Ce corridor forestier, dit-il, «représente une caractéristique exceptionnelle sur le plan de la biodiversité au sein de la métropole et pourrait constituer une pièce maîtresse du parc écologique». C’est pourquoi les 80 partenaires demandent à Québec de stopper cette transaction et de préserver ce patrimoine. La décision de vendre un terrain aussi rare sur une île en déficit grave de patrimoine naturel est encore plus scandaleuse que la vente des terrains limitrophes au parc national des Îles-de-Boucherville par le Mouvement Desjardins, il y a quelques années. Québec s’est doté d’une loi sur le développement durable qui exige de tous les organismes environnementaux qu’ils affichent une véritable vision environnementale, ce qui fait visiblement défaut à la SGF jusqu’à nouvel ordre.
C’est donc au ministre du Développement durable, de l’Environnement et des Parcs, Pierre Arcand, et à son collègue des Affaires municipales et des Régions, Laurent Lessard, que les 80 partenaires adressent leur requête en vue d’intégrer au plan d’aménagement de la CMM une planification territoriale destinée à lancer le projet de Parc écologique de l’Archipel.
Pierre Arcand est le responsable ministériel des écosystèmes en vertu de la loi, et son collègue Lessard a la responsabilité d’approuver le plan d’aménagement de la métropole.
Cette future «ceinture verte» métropolitaine pourrait concourir à atteindre l’objectif de protection de 12 % d’ici 2015 du territoire québécois sous forme d’aires protégées, que Québec a adopté. Mais le 18 mai dernier, un communiqué du ministre Arcand a fort inquiété les 80 partenaires. On y annonçait qu’au cours des deux prochaines années, «le gouvernement prévoit tenir trois audiences publiques dans les régions de la Côte-Nord, du Saguenay-Lac-Saint-Jean et de l’Abitibi-Témiscamingue pour donner un statut permanent à 26 aires protégées projetées». Mais le même communiqué n’annonçait strictement rien pour le sud du Québec, une zone écologique qu’on désigne sous le nom de «domaine bioclimatique de l’érablière à caryer cordiforme».

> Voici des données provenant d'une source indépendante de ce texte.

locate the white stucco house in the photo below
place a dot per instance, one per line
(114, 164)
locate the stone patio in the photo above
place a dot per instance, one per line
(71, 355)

Cette zone, la plus chaude de la province, concentre 50 % de la population québécoise sur 1 % du territoire québécois. Mais cette concentration humaine a des impacts majeurs: la région métropolitaine a ainsi perdu 85 % de son couvert forestier et 95 % de ses milieux humides. Ses aires protégées ne représentent que 2,5 % du territoire régional. En somme, c’est le règne de l’indigence biologique, qui va de pair avec l’inconscience d’une classe politique qui gère le territoire avec des priorités d’une autre époque.
Contrairement à Montréal, les grandes villes canadiennes comme Toronto, Ottawa, Vancouver et… Longueuil se sont dotées de ceintures vertes qui font l’orgueil de leurs citoyens. Toronto protège ses bassins versants depuis 1954, un concept étranger à nos maires à la solde de promoteurs immobiliers qui n’hésitent pas à corder les habitations en triples rangées le long des cours d’eau et qui se balancent depuis 25 ans des règles de protection des bandes riveraines. En Ontario, Queen’s Park et la Ville de Toronto ont institué de concert une ceinture verte de 728 000 ha autour de cette ville tout aussi intéressée à se développer.
Ceux qui prétendent que ce défi est impossible n’ont qu’à aller visiter ces grandes villes ou, minimalement, aller voir comment Longueuil a réussi, avec vision et détermination, à protéger 13 % de son territoire.